Joan was a successful voice actor and coach, Grant says, who worked with actors like Barbara Streisand, Meryl Streep, Robert Redford and Kevin Costner.

Their first date - in the early 1980s - came about because of Grant’s fluency in the Swazi language.

“I was the only Swazi speaker that she knew because I grew up in what was then called Swaziland in southeast Africa.

“So she said if you come around for dinner, I'll feed you and you put all the dialogue down for the Royal Shakespeare Company of this play on a cassette tape and we'll go from there.

“I didn't go home that night. I missed the last tube and I said you know, could I possibly stay in your spare bedroom?

“And it was snowing, the first time I'd seen snow, it was January 1983. And she opened the door, she was Scottish, opened the door to the spare bedroom and of course, the radiator had not been switched on, so it was arse-paralysingly freezing.

“I then gingerly asked, could I possibly stay wrapped in the duvet and lie lengthwise at the bottom of your bed or head to toe boy scout-style and she said ‘get in here’.”

That was the start of a very happy 38-year marriage, Grant says.

Over a long and distinguished acting career, he has met many giants of the industry but only one - Meryl Streep - left him truly star-struck.

“I played Heseltine, a small part, when she played Margaret Thatcher in the Iron Lady.

“She is so awe-inspiring because she’s had more Oscar nominations than anybody else, the most astonishing career that's unmatched, unequalled.

“She has such an amazing sense of humour. Dressed up in the Margaret Thatcher wig when we're filming at the Houses of Parliament in between the setups she bust out into an Abba medley.

“To see Margaret Thatcher singing ‘Waterloo’ was one of the all-time high points of my career, which tells you what kind of person she is.”

Grant also got a thrill from joining the Star Wars franchise for 2019's Star Wars: Episode IX The Rise of Skywalker.

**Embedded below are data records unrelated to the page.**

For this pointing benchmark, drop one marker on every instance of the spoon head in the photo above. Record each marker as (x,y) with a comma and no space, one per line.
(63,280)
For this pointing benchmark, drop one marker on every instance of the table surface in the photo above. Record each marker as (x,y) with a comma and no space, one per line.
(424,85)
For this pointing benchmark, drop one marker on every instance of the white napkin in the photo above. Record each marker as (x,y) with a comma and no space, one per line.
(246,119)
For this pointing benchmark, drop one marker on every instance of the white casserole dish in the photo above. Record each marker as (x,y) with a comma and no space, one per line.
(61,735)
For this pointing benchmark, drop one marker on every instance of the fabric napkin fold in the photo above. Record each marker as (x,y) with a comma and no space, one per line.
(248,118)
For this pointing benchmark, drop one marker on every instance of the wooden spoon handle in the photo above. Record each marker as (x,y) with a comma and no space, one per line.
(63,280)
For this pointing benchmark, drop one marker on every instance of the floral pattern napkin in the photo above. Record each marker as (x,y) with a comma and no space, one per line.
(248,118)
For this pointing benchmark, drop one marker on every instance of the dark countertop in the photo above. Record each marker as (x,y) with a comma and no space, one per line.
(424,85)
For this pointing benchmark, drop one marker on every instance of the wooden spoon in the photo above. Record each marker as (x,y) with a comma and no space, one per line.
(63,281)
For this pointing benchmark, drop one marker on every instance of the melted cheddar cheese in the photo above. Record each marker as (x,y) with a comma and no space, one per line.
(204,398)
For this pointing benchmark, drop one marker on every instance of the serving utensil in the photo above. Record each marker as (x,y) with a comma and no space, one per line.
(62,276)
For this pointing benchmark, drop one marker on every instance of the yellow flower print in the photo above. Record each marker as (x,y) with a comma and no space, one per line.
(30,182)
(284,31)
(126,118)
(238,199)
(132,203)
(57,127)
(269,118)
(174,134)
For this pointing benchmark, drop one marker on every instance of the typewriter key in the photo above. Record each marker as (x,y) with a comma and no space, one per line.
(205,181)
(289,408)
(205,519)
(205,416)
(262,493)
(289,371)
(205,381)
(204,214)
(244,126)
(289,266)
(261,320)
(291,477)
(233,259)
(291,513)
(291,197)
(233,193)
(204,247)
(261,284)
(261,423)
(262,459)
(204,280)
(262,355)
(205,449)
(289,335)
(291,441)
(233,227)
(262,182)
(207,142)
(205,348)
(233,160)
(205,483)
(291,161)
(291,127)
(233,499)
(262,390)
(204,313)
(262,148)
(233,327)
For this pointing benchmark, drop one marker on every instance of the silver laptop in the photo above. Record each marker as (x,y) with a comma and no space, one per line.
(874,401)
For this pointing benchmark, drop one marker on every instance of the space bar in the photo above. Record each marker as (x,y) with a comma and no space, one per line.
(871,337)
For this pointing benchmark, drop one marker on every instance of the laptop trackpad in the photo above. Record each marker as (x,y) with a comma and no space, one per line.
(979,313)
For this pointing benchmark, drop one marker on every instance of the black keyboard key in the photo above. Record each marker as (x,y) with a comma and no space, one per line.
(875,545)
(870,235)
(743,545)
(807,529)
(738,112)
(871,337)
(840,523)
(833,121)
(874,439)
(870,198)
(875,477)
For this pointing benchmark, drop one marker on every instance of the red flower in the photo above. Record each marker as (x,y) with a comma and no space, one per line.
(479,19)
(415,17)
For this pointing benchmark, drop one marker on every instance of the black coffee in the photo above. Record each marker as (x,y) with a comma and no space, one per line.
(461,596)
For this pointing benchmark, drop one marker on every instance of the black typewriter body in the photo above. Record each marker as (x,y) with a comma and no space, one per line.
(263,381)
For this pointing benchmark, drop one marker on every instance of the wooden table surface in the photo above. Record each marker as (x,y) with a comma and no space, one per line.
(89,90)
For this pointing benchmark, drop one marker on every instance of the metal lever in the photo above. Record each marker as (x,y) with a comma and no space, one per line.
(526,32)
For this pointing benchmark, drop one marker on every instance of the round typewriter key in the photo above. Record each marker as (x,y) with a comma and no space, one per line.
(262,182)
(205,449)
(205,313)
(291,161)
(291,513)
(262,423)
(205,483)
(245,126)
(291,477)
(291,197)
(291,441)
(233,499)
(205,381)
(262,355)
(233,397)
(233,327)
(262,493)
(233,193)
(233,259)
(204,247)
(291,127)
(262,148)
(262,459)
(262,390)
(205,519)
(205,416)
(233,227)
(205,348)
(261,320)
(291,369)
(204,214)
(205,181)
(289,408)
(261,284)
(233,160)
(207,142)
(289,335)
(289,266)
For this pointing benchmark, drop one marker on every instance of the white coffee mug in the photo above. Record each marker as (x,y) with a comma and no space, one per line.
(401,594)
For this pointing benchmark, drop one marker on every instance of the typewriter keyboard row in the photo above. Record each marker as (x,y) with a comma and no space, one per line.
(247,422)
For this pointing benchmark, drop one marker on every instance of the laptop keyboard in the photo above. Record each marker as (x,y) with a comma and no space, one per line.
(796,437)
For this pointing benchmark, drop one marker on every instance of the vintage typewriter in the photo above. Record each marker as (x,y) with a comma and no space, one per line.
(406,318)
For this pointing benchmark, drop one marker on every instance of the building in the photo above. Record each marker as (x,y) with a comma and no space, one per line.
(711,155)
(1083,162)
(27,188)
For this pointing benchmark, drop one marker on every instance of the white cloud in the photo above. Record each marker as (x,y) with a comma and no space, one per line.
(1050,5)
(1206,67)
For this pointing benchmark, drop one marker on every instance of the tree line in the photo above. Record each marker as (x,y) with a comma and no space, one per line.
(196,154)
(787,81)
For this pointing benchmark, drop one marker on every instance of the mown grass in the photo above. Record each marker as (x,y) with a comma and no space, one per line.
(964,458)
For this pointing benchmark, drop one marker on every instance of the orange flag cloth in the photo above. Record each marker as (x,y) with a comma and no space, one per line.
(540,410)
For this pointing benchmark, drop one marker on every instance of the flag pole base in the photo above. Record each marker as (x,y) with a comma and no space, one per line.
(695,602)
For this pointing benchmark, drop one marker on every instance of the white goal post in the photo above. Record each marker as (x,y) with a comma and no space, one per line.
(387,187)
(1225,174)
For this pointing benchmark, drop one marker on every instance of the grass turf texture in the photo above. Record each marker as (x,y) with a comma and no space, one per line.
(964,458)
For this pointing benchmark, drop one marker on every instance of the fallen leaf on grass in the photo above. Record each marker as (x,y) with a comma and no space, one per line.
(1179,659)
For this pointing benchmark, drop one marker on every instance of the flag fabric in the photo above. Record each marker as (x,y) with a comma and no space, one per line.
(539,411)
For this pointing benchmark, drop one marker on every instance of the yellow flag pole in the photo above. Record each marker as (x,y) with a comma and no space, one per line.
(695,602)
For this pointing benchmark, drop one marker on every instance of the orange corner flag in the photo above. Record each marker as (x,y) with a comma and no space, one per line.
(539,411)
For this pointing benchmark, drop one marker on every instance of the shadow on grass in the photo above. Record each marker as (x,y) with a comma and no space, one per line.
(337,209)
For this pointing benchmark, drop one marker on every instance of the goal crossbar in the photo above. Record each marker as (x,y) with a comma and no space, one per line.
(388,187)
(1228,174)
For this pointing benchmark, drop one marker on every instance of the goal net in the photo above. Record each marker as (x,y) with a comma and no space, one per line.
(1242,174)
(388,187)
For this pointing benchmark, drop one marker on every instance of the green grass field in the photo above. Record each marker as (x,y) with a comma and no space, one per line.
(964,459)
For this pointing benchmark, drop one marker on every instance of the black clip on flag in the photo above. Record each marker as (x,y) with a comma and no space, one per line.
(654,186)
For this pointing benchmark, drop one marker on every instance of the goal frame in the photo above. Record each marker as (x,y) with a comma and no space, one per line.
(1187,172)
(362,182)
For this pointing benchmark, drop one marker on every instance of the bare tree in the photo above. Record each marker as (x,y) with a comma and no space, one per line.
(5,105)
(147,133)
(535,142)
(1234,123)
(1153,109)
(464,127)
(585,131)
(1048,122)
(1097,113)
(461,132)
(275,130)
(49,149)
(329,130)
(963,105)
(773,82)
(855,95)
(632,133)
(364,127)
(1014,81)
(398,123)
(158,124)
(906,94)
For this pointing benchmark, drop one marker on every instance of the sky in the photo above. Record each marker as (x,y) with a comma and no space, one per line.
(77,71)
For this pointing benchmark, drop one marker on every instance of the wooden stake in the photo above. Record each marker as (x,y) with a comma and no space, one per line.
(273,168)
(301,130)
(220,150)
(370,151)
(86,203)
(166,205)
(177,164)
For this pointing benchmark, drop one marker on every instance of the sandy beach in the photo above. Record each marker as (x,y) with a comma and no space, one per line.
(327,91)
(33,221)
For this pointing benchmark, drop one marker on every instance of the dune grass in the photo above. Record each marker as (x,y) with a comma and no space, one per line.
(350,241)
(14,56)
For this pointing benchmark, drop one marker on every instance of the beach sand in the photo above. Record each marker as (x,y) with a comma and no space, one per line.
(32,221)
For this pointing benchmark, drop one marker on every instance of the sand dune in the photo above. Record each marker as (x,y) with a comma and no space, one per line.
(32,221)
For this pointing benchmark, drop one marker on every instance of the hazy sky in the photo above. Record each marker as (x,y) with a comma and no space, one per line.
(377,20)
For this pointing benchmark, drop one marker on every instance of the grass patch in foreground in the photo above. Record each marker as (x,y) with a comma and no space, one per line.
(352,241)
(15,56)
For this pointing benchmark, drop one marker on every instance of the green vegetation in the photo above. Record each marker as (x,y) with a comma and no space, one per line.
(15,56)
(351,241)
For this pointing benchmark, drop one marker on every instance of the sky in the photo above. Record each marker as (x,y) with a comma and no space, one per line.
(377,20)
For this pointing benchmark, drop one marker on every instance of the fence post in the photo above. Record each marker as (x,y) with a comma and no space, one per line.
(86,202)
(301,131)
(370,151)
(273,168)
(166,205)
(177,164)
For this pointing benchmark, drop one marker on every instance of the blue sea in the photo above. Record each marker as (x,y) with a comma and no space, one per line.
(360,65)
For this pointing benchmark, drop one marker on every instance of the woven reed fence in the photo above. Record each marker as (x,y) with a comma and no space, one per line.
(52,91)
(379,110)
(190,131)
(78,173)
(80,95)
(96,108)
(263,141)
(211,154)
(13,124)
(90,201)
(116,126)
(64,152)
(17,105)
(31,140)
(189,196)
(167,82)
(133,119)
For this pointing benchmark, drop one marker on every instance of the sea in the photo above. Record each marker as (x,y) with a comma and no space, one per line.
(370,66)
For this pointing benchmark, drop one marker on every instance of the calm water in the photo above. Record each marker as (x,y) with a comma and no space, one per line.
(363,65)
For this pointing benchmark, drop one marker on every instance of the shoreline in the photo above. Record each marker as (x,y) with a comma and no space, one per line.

“I'd seen the first one, I was a drama student, when I was 20 years old in 1977. So, to be in the final one The Rise of Luke Skywalker, it was … I've always wanted to go into outer space because Neil Armstrong stepped onto the moon in July 1969, when I was 12 years old, every kid on the planet I think, wanted to be an astronaut.

“So, the combination of being a space addict and then being able to walk onto the sets where they have those octagonal doors, backwards and forwards and see the starscape beyond and you press all the buttons, like being a studio and the lights come on, and the doors open was just absolutely thrilling.”

For Grant's daughter Olivia, his performance as the manager of the Spice Girls in the 1997 film Spice World was a highlight.

“The serious members of British acting were very snooty about my doing this [film]. And I said, Well, you don't have an eight-year-old daughter that's heard that you've been offered [to play] Spice Girls' manager Clifford.

“She levitated … ‘You have to be in this so that I can meet all the Spice Girls’. And they were amazingly generous with her, they were closer in age to her than they were to me as I’d just turned 40.”

The classic 1987 black comedy film Withnail and I - in which Grant played an unemployed actor Withnail -  still follows him everywhere he goes.

“I was doing a kid's movie in the Outback in 2000, middle of nowhere, not a single car had gone past and then a 1958 yellow Hillman drove past about midday and somebody leant out at the window and shouted out ‘Scrubbers!’”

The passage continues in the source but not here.